2. The Prison Ship Martyrs’ Monument crypt houses the remains of those who died on British prison ships

Interior Prison Ship Martyr Monument

The Prison Ship Martyrs’ Monument in Fort Greene Park is one of the defining features of the neighborhood, commemorating the more than 11,500 American prisoners of war who died in captivity while on British prison ships during the Revolutionary War. Prisoners were kept aboard the HMS Jersey, Falmouth, Hope, and other ships, some of which were maintained in New York Harbor. More Americans died in British jails and prison ships in the Harbor than in all Revolutionary War battles. Unfortunately, many bodies were thrown overboard, and many were left neglected in Wallabout Bay.
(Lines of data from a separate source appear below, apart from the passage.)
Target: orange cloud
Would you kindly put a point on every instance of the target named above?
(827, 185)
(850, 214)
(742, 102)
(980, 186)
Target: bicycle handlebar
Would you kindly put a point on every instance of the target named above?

During the construction of the Brooklyn Navy Yard, many of these remains were uncovered and put into boxes and casks, and a small number of remains were interred in a crypt beneath the base of the monument.

An original vault was constructed starting in 1808, though little was done to repair or maintain it. In 1873, $6,500 was put forward for a new brick mausoleum, which was later replaced by a larger monument. Olmsted and Vaux were originally tasked with designing the monument, but the final design was put forward by Stanford White. The monument stands at 149 feet high and consists of a granite Doric column. A bronze brazier by Adolph Weinman sits atop the column.

William Howard Taft delivered an address when the monument was dedicated in 1908. Just six years later, though, one of the four bronze eagles was stolen and sold as scrap metal, and in 1923, vandals battered the bronze door to the crypt. In 2004, a $3.5 million budget was put forward for the renovation of the monument and crypt. King Juan Carlos II of Spain paid an official visit to Fort Greene Park during the Bicentennial Year of 1976.